Référendum d’initiative citoyenne (RIC) : la douce folie de la démocratie

— Par Yves-Léopold Monthieux —
Les référendums ne sont pas organisés, comme les autres élections, à des échéances fixées d’avance par la loi. Par ailleurs, le texte soumis à référendum, comme l’opportunité de la saisine, expriment l’expertise politique de celui qui pose la question et suppose la compréhension du citoyen qui doit y répondre. C’est dire que le référendum qui est le processus démocratique ayant la plus grande force démocratique, peut, lorsqu’il est dévoyé, conduire à de vrais dégâts. On évoque souvent le cas de MAASTRICH en oubliant que ce vote avait été utilisé par la droite et la gauche pour régler des conflits internes aux partis. Le « non » prôné par Laurent FABIUS avait en ligne de mire le leadership du parti socialiste en vue des futures présidentielles.
Par ailleurs, de même qu’il est utile de confier la construction des ponts aux ingénieurs et la santé aux médecins, il convient de confier le fonctionnement de l’Etat à des professionnels ayant un niveau d’expertise équivalent. En France ce sont les diplômés de l’ENA de « Sciences Po » qui remplissent cette fonction, la suppression de ces écoles n’a pas de sens. Aux élus de veiller à ce que ces technocrates restent à leur place et n’empiètent pas sur celle des politiques. D’ailleurs, on ne saurait trop rappeler que les hauts fonctionnaires ont pris le pouvoir sous la 4ème République pour pallier la vacuité des gouvernements due à l’instabilité ministérielle. Et s’y sont accrochés. En tout état de cause, le tout moun capab ne tient pas la route, ne pouvant créer que du populisme.
Nous sommes au début de 1964 à l’Institut Vizioz. Claude Emeri va nous faire son cours sur le fonctionnement de la Démocratie. Il nous expliquera pourquoi celle-ci ne peut être que représentative. Dès le début du cours il a invité les étudiants à trouver l’exemple d’un pays qui serait dirigé sans intermédiaires, directement par ses habitants. Alors qu’il n’attendait pas vraiment de réponse positive à sa question de pure forme, un étudiant a levé le doigt à la surprise de ses camarades. Ce dernier avait un cas à soumettre. Dans la semaine précédente il avait lu un article dans le tout récent Nouvel Observateur qu’il lisait déjà très régulièrement. Cet article concernait une île nommée Tristan da Cunha, perdue entre l’Amérique et l’Afrique, au sud de ces 2 continents. Elle était directement administrée par ses habitants qui prenaient collectivement les décisions. Cette démocratie était donc directe, collective et parfaitement participative. Un système qui conviendrait fort bien à l’esprit Gran tjè gran l’espri de mon ami Olivier JEAN-MARIE. Le prof qui ne s’y attendait pas reprit son souffle lorsqu’il fut précisé que la population de cette île se limitait à moins de 100 habitants.
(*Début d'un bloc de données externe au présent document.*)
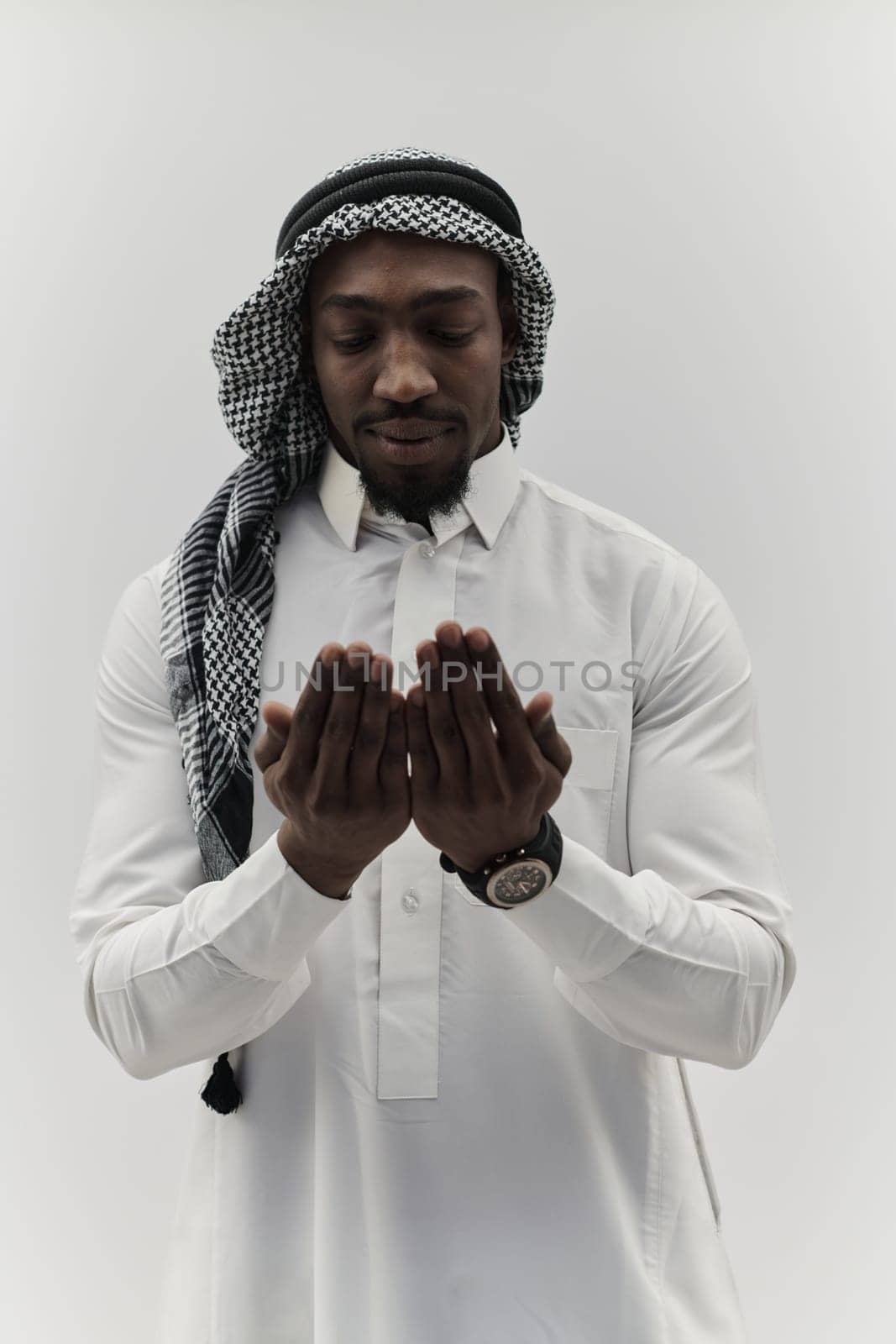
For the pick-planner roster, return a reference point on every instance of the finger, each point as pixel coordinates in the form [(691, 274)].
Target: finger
[(309, 716), (469, 705), (425, 766), (553, 746), (392, 766), (513, 732), (445, 732), (338, 734), (372, 725), (275, 717)]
En effet, ce cas de figure ne peut pas se concevoir dans une collectivité de plusieurs milliers d’habitants, voire des millions. Plus la population est importante, plus nombreux sont les corps intermédiaires, de sorte que le pouvoir du peuple y est nécessairement représentatif. A l’inverse, les référendums et les plébiscites sont des procédés de démocratie directe à manier avec délicatesse. Ils servent parfois à zapper les représentations intermédiaires et à faire prospérer la démagogie et le populisme. Aussi, les référendums mettent souvent au second plan les questions posées, se rapprochant du plébiscite, pour coller à la personne qui interroge et perturber le choix de l’électeur. Ce dernier ayant apprivoisé le piège, les gouvernements craignent de plus en plus, en France, d’utiliser ce procédé démocratique que les gilets jaunes plébiscitent, au contraire, comme un moyen évident de les sanctionner. Reste que l’idée de référendum illustre bien la conception gaullienne de la présidence de la république, la rencontre d’un homme et d’un peuple. Laquelle se traduit par l’élection du chef de l’Etat au suffrage universel, qui n’est pas susceptible d’être remise en cause dans un avenir prévisible, notamment à l’avènement de la 6ème République.
On le sait depuis toujours, la démocratie contient en son sein les éléments pouvant la conduire à sa perte. C’est pourquoi partout où elle existe, des artifices sont utilisés pour l’empêcher d’échapper à la raison. La désignation par le peuple d’élus nationaux chargés de contrôler l’action du gouvernement est le premier des garde-fous. Elle se définit par deux mots : démocratie représentative. L’élargissement du référendum à la possibilité pour les citoyens, à leur seule initiative, de défaire les lois existantes, d’en faire de nouvelles et de révoquer les élus qu’ils se sont eux-mêmes donnés, c’est la suppression, de fait, des députés et des sénateurs. C’est la mort de la démocratie.